As evidently universities and army units cannot be run on same organizational norms so also a political party engaged in armed rebellion or underground activities, and one engaged in open and legitimate parliamentary politics cannot be run on same organizational norms. It is time communist parties rethink about Leninist code of democratic centralism and adopt more transparent and open norms of functioning. Otherwise their struggles and sacrifices would not bear fruit. An organization geared to accept that party is always right cannot be expected to undertake break through innovations, cannot be expected to take timely local level initiatives and respond to emerging situations imaginatively. Without this openness and innovation, just commitment to right goals does not do much good; shrinking or stagnant fortunes of left as such and many well meaning organizations are clear evidence of this.
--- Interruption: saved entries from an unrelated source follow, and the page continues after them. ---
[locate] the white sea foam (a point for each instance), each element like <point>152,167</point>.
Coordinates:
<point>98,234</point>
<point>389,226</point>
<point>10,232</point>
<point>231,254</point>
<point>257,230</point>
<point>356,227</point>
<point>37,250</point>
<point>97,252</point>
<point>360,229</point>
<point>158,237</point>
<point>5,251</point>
Without vibrant inner party democracy, all struggles and sacrifices can go waste and one has no doubts that being communist, at least in states where communist parties have not been in power and are nowhere near it, is a mark of struggle and sacrifice, is a mark of deep commitment to social good rather than narrow personal goals. Even if Jagmati Sangwan issue were to end amicably with her being back in party, issue of private debate on public issues should be examined at length. Communist parties owe it to themselves, sympathisers and public at large which would benefit from having an option to choose from a really different political party with an alternative vision.